Both the Senate and Assembly held brief floor sessions Friday morning without voting on either SB 77 or AB 101, the bills eliminating redevelopment. While both houses remained on-call over weekend and today, the next floor sessions are not scheduled until Tuesday, March 29.
Meanwhile, there have been intensive lobbying efforts in support of the CRA and League of California Cities Alternative solution. Essentially, they are proposing that redevelopment agencies voluntarily suspend their housing set-aside for 2011-2012 with an equivalent amount of funds being contributed to local school districts in redevelopment project areas. In exchange, the agency would be allowed to extend the life of its project area for two years. Alternatively, they could contribute up to 10% of their non-housing tax increment revenue stream each year to local school districts for 10 years, in exchange for which they could extend the life of their project areas for one year for each percentage of tax increment so contributed.

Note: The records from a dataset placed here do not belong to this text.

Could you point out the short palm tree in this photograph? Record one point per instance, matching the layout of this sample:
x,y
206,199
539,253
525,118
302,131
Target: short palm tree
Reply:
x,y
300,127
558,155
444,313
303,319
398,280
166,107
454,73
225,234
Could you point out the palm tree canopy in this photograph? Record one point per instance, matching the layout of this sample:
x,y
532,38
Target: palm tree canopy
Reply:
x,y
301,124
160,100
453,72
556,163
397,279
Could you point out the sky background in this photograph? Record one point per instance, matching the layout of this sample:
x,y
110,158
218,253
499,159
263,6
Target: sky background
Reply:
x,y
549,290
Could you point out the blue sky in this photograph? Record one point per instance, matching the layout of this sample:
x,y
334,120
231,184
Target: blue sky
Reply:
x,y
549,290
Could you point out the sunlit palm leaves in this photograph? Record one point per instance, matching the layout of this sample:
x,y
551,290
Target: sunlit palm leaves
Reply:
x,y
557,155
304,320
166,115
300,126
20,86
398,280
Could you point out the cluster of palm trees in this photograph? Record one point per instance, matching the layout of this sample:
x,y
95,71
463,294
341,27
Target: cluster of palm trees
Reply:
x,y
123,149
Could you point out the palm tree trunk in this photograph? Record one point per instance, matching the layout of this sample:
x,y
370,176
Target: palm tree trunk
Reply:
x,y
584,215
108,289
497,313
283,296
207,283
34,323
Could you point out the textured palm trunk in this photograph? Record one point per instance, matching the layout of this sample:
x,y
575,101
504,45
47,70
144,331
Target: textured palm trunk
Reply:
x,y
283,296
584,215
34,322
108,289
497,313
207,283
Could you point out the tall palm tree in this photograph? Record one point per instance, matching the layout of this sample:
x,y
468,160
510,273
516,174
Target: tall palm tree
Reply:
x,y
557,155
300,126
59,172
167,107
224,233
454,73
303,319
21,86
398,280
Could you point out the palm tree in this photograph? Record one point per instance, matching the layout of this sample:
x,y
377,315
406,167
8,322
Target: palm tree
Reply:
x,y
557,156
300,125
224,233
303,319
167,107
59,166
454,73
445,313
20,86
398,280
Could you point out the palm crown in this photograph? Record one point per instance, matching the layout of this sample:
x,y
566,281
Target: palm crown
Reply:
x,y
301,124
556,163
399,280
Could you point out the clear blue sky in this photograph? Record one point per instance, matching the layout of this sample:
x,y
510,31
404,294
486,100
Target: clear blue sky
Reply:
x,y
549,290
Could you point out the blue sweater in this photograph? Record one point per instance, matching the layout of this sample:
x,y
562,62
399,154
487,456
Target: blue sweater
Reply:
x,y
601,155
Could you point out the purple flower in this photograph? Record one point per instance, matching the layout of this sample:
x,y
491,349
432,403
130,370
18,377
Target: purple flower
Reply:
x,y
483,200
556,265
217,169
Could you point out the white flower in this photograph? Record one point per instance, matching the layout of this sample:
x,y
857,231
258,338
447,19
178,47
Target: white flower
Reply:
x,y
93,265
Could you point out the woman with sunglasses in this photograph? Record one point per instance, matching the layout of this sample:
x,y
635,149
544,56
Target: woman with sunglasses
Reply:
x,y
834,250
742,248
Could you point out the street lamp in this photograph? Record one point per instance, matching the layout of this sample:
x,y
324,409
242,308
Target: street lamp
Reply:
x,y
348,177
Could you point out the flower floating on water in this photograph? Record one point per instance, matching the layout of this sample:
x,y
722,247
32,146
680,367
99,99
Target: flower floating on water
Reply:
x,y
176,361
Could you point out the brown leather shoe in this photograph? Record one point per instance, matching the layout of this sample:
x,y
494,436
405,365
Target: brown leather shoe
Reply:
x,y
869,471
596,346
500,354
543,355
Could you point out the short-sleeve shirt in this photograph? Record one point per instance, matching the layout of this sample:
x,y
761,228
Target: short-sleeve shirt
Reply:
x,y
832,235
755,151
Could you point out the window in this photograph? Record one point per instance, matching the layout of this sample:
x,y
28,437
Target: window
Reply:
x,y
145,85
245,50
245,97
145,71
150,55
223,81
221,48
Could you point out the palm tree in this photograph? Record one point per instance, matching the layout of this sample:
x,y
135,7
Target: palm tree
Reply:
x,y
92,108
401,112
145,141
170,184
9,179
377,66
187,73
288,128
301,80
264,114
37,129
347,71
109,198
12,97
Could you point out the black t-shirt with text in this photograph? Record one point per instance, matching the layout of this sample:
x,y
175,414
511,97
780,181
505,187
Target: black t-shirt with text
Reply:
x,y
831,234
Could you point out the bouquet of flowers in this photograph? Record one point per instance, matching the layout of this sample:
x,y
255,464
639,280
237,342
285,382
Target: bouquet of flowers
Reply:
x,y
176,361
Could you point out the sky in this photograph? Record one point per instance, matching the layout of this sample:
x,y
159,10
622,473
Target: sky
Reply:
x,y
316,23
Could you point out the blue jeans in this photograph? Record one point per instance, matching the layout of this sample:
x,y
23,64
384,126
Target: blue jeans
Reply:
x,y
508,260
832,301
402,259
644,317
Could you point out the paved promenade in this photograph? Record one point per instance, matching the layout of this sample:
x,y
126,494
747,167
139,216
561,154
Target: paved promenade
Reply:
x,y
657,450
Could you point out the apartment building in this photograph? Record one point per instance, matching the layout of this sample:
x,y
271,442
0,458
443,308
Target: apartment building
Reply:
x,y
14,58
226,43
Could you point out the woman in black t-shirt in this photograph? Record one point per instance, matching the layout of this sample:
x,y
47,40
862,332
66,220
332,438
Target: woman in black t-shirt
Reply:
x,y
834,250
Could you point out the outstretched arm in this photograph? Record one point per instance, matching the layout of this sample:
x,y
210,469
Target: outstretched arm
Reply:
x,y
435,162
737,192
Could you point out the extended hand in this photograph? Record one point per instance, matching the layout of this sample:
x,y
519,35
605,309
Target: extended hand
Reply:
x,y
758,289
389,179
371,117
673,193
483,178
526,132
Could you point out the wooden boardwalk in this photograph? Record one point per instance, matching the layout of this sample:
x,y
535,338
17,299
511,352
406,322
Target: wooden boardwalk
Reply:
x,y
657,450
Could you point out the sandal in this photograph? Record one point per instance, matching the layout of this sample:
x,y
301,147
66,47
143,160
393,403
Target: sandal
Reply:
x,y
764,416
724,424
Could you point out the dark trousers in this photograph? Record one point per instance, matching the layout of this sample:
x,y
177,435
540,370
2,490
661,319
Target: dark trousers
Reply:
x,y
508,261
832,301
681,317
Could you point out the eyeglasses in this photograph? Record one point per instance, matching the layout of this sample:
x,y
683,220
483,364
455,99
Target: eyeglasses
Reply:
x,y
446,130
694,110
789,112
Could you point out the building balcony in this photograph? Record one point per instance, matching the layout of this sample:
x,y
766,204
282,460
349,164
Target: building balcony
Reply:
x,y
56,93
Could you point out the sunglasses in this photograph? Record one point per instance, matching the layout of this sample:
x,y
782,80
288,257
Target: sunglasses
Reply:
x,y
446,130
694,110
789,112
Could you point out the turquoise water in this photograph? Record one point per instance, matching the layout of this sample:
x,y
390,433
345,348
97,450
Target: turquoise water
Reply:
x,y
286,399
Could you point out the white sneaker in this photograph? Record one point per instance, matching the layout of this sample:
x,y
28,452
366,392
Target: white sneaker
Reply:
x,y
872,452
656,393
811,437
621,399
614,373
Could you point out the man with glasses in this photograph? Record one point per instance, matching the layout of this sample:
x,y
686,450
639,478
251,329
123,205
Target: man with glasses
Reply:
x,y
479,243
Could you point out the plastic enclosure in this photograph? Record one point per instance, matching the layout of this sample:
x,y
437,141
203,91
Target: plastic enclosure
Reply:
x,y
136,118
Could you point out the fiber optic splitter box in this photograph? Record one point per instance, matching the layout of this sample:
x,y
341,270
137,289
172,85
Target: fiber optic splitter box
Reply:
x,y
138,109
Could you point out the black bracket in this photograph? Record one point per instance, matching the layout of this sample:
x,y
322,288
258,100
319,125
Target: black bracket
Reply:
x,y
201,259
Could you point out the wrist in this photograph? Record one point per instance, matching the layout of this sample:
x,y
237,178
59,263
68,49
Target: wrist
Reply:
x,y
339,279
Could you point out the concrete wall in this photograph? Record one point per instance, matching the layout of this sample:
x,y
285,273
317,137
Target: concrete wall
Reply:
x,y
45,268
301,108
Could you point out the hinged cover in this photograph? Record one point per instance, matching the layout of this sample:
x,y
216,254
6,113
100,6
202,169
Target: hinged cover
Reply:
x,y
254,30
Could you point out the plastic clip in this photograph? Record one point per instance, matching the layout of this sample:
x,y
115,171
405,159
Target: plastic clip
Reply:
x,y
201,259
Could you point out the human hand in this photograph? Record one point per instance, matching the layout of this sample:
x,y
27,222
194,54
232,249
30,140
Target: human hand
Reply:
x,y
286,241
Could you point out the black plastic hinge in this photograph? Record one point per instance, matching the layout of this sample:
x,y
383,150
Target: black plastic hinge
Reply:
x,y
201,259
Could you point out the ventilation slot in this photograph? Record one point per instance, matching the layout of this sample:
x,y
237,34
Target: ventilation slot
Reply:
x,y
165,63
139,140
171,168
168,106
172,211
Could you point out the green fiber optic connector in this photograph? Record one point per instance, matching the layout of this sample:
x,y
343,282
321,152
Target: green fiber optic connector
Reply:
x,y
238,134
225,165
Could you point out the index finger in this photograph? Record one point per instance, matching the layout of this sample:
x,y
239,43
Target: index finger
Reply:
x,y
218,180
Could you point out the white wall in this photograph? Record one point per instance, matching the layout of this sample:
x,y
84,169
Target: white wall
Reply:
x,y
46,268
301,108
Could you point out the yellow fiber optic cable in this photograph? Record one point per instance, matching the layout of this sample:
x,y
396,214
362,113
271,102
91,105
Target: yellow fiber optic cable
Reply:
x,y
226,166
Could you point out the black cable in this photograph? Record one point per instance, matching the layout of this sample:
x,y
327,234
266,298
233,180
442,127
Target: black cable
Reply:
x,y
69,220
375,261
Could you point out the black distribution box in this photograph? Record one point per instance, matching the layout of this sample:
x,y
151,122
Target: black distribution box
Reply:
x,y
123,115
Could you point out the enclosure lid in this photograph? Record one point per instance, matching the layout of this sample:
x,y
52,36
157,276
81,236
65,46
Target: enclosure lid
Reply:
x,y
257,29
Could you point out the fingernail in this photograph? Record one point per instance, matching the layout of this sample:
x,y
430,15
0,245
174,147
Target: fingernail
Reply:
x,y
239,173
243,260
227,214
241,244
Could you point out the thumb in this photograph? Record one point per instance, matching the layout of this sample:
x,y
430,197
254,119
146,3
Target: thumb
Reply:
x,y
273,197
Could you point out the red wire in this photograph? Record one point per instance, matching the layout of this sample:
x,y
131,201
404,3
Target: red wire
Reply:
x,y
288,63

Under either scenario, money contributed to local schools by redevelopment agencies could be counted by the State as an offset against its Proposition 98 guarantees to the school district.
Because this would be a “voluntary” program, it would not violate Proposition 22, which prohibits the State from seizing redevelopment money. However, it is unclear whether this proposal is gaining any serious traction.
In view of this public silence, it may be tempting to think that the abolition of redevelopment could slip through the political cracks for this budget cycle. This would be a mistake.
Last Thursday, Ventura Mayor Bill Fulton, publisher of the land-use newsletter California Planning & Redevelopment Report was quoted as bluntly stating “I do believe that probably redevelopment will not survive in anything close to its current form.” Speaking at a redevelopment conference in Sacramento on Thursday, Fulton urged cities to look for alternatives to traditional redevelopment for financing urban revitalization.
Speaking at the same conference, Steve Shea, an aide to Senate President Pro-tem Darryl Steinberg, said that Brown’s proposal to end redevelopment “will fall into place as the larger budget deal come together.”
Thus, if the Governor is unable to place the tax extension on the June ballot and instead is forced to proceed with a ballot initiative in November, it is possible that the he may likewise take a new approach to his attack on redevelopment. Some alternative to AB 101 and SB 77 may be in the works. Whether these would be subsequent trailer bills introduce for a simple majority vote or some alternative approach remains unknown.
What is fairly certain is that this battle is far from over.